What this is waiting for is for someone to sit down and unpick carefully exactly what's happening with each of the changes we introduced.
It's (still) on my list to sit down with all that and step back through it, but I didn't get there yet (obviously). If you were to have capacity to look at it, and could unpick it clearly, I do have capacity to help get the fixes in and a release made — but we need to unravel it first. (I don't want to just layer on another maybe fix without reasoning it through first.)
What this is waiting for is for someone to sit down and unpick carefully exactly what's happening with each of the changes we introduced.
Nice, thank you for the fast response! 😊
I'll try to sit down in the following days and help with that
@carltongibson here is my analysis:
The original #367, which caused this issue, made so Local would be started with a ContextVar, had an issue of modifying the dict in place instead of making a copy of it and modifying the copy.
#478 fixed the issue by converting the ContextVar to a dict that maps each attribute to a different ContextVar, effectively preventing the original issue, as even if the same dict is modified in place, the underlying keys would each be a different ContextVar, each one with its current value in the context.
This could have been fixed by copying the dict, which I see was a discussion in the original issue, that was discarded due to memory concerns. That ship has sailed already, but I don't think copying the dict would be a problem, as keys would still point to the original values. Would be different for a deep copy, though, but a shallow copy would be fine (maybe we can revisit this?)
Now, why did the fix cause the CurrentThreadExecutor already quit or is broken and deadlocks?
The issues happen when scheduling tasks to run in the loop, and those will run after the executor where it got scheduled was already _broken.
I was running the tests from #478 with storage_object = self._data.get({}).copy() (which is the one-line change to achieve the same as the PR itself) and the original line inside __setattr__, and this is what happens:
-
When the context for the nested execution was not isolated (i.e.
Localwas modifying the original dict in place), when that scheduled task runs, theAsyncToSync.executors.currentgot set to the previous executer in the previous context, but due to the non-isolation issue also affected its context, and because of that it could run in the currently running context instead of the nested one that is_broken. -
When the context for the nested execution is isolated (with
.copy()or #478 fix), the scheduled tasks in the loop will still see that executer as the current one, but it is already_broken, and thus theCurrentThreadExecutor already quit or is brokenerror happens.
In short, the issue that caused the non-isolation of the contexts ended up allowing scheduled tasks to properly find the current running executor to run in.
#494 fixes the issue after the fix to isolation by making the scheduled tasks find the closest running executor in the stack, which is basically what the original code that had isolation issues was doing "by mistake", but it is the correct approach.
So, it seems to me that by merging #494 we will fix the issues that #478 introduced, while still keeping the isolation fix from #478. I've also ran some tests with it and it indeed seems fine!
ps. while reading the code, I noticed a typing workaround I added 2 years ago, which is no longer required.
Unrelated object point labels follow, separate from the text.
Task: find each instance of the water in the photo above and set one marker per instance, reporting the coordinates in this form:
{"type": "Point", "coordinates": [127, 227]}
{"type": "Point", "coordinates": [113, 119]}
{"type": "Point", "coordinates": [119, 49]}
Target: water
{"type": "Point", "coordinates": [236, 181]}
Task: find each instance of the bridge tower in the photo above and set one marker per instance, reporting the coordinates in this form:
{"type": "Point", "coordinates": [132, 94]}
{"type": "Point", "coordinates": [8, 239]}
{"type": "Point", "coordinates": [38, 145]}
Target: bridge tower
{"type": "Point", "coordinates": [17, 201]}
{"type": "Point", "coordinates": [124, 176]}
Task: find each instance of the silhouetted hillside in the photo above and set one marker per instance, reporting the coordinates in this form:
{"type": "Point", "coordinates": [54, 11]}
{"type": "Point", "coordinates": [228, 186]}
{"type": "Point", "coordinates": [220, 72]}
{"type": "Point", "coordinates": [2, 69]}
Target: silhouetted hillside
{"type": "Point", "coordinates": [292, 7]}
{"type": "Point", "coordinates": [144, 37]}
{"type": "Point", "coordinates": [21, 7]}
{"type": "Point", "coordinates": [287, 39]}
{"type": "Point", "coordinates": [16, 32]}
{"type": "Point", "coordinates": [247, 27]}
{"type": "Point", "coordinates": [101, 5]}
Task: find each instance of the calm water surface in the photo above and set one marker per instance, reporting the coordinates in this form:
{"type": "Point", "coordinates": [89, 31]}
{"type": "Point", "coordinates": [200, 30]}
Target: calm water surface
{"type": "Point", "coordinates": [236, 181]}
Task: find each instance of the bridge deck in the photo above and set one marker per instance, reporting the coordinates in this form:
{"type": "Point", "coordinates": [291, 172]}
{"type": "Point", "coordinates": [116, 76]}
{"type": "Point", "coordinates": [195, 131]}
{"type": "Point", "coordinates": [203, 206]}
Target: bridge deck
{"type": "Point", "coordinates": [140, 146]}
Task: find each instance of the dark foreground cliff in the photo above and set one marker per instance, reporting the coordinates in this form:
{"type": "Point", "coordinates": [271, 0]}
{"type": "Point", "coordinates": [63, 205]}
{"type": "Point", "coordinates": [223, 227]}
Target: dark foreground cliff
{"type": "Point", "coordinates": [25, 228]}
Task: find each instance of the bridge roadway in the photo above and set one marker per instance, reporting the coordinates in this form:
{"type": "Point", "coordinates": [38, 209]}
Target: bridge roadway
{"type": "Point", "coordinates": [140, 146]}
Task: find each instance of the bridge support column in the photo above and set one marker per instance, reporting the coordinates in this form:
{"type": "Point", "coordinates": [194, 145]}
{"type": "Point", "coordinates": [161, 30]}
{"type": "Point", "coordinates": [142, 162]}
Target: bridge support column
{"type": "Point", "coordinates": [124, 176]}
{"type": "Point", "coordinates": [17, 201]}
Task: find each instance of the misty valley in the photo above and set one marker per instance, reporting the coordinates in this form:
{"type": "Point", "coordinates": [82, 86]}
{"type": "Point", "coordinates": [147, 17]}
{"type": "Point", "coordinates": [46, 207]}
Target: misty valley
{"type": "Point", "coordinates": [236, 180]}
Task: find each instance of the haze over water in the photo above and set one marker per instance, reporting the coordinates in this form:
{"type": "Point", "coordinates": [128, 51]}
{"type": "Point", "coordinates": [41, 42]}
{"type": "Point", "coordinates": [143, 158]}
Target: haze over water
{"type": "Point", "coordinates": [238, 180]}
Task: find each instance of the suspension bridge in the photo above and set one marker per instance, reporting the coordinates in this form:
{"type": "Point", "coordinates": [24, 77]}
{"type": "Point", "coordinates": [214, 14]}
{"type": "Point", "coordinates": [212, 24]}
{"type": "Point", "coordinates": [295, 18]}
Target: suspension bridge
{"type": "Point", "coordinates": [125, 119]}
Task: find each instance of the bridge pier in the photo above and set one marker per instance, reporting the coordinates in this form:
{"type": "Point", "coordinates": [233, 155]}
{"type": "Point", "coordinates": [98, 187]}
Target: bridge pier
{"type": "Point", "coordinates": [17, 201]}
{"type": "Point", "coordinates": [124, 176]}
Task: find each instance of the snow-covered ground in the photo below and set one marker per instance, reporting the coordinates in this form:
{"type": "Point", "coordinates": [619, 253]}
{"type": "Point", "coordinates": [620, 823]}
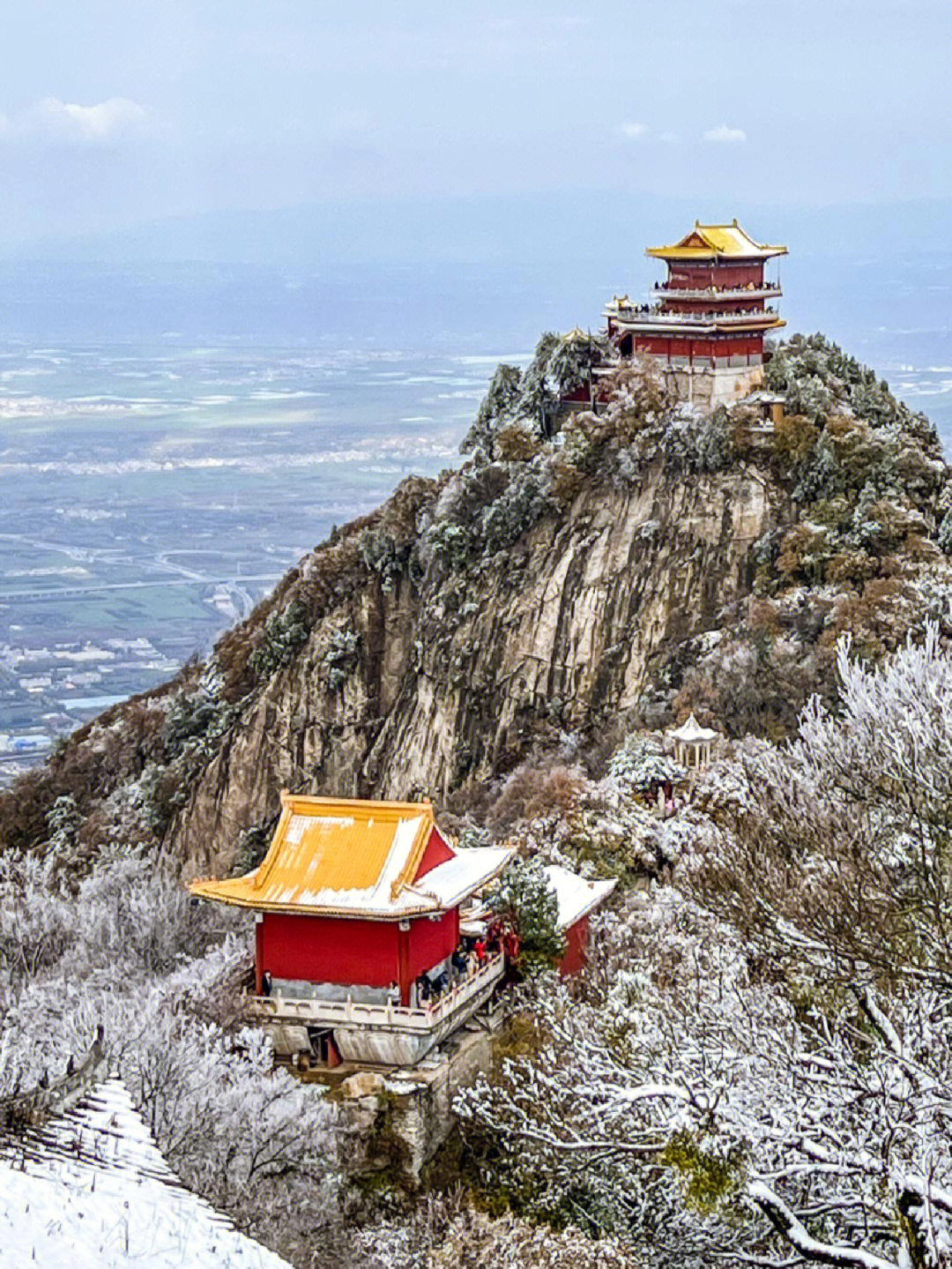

I've opened #516 to fix it :)
@bellini666 Great. Thanks. That's very helpful. Let me follow through it, and we'll see if we can move forward. 🎁
OK, I'm going to close this. It's resolved by #478, problems from which should be resolved in #494 , which will be in the next release shortly. Thanks all!
@bellini666 Just to cycle back to this:
This could have been fixed by copying the dict, which I see was a discussion in the original issue, that was discarded due to memory concerns. That ship has sailed already, but I don't think copying the dict would be a problem, as keys would still point to the original values. Would be different for a deep copy, though, but a shallow copy would be fine (maybe we can revisit this?)
Yes, happy to review an assessment there. Thanks.